Per rispondere in modo proattivo ed efficace agli eventi meteorologici anomali, il Comitato popolare provinciale chiede ai direttori dei dipartimenti, delle agenzie e delle organizzazioni provinciali, nonché ai segretari e ai presidenti dei comitati popolari di comuni e quartieri, di concentrarsi sull'attuazione decisa di misure volte a stabilizzare rapidamente la vita delle persone e a ripristinare le attività produttive ed economiche.
Di conseguenza, gli enti competenti e le autorità locali dovrebbero esaminare e identificare le aree a rischio di inondazioni improvvise, frane e allagamenti profondi per avvertire tempestivamente la popolazione ed evacuarla in modo proattivo verso luoghi sicuri; dispiegare forze e risorse per controllare, guidare e supportare il traffico; e predisporre squadre di soccorso e assistenza, soprattutto nelle aree a rischio di isolamento o interruzione dell'attività a causa di frane o allagamenti, affinché siano pronte a intervenire in caso di situazioni avverse.
Inoltre, gli enti competenti stanno attuando misure per proteggere argini e dighe in base ai livelli di allerta; monitorando attentamente e coordinandosi proattivamente con le unità del Ministero dell'Agricoltura e dell'Ambiente e del Ministero dell'Industria e del Commercio per dirigere il funzionamento delle dighe per l'irrigazione e l'energia idroelettrica in modo scientifico e sicuro, contribuendo alla riduzione delle inondazioni e limitando gli allagamenti nelle aree a valle.
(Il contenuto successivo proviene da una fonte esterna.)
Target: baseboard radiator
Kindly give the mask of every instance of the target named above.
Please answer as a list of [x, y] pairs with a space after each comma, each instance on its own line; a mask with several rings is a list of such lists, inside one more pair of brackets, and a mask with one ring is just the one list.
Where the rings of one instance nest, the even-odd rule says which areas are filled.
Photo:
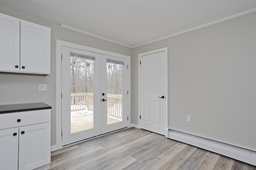
[[256, 152], [169, 129], [168, 137], [256, 166]]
Il Comitato popolare provinciale ha incaricato le autorità locali di continuare a sostenere la popolazione nella riparazione e ricostruzione delle case danneggiate, crollate o spazzate via; di provvedere tempestivamente ad alloggi temporanei e a garantire la sicurezza delle famiglie che hanno perso la propria abitazione; e di fornire proattivamente cibo, acqua potabile e beni di prima necessità per evitare che le persone soffrano la fame o la sete. È assolutamente fondamentale evitare compiacenza, negligenza e mancanza di vigilanza, e prevenire una situazione in cui la popolazione non sia informata sui disastri naturali. Tali enti devono inoltre impiegare e distribuire con urgenza i fondi del governo centrale e delle riserve di bilancio provinciali per far fronte alle conseguenze dei disastri naturali, garantendo il rispetto delle normative e l'efficacia degli interventi.
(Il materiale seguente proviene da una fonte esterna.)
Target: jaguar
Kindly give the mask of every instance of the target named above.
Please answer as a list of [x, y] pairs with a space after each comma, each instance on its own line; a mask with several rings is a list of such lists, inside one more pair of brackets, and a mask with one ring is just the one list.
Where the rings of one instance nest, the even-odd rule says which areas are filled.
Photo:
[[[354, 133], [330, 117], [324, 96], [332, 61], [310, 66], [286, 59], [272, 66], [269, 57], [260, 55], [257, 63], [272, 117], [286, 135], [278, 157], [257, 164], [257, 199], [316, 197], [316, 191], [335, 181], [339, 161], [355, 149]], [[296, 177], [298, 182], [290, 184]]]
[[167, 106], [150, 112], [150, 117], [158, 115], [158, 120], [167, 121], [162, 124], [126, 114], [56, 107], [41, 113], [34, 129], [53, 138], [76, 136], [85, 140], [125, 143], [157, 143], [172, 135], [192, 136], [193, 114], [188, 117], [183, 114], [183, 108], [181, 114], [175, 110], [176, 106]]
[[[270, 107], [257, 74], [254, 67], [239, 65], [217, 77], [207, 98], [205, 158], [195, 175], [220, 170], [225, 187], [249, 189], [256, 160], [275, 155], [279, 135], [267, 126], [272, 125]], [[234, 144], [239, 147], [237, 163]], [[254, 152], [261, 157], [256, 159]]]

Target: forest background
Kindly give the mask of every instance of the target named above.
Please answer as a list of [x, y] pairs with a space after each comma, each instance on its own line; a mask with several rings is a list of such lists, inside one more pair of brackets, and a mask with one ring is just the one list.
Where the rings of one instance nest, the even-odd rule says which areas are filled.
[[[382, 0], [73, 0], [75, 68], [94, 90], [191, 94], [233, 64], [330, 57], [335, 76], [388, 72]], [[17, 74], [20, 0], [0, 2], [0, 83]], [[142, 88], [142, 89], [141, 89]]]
Gravemente colpita dai tifoni n. 3, 5 e 10, la provincia di Nghe An ha visto decine di migliaia di case allagate e numerose scuole, strutture sanitarie e infrastrutture di trasporto subire ingenti danni. Il danno economico totale causato dai tifoni nella provincia di Nghe An è stimato in oltre 8.500 miliardi di VND, la cifra più alta registrata negli ultimi anni.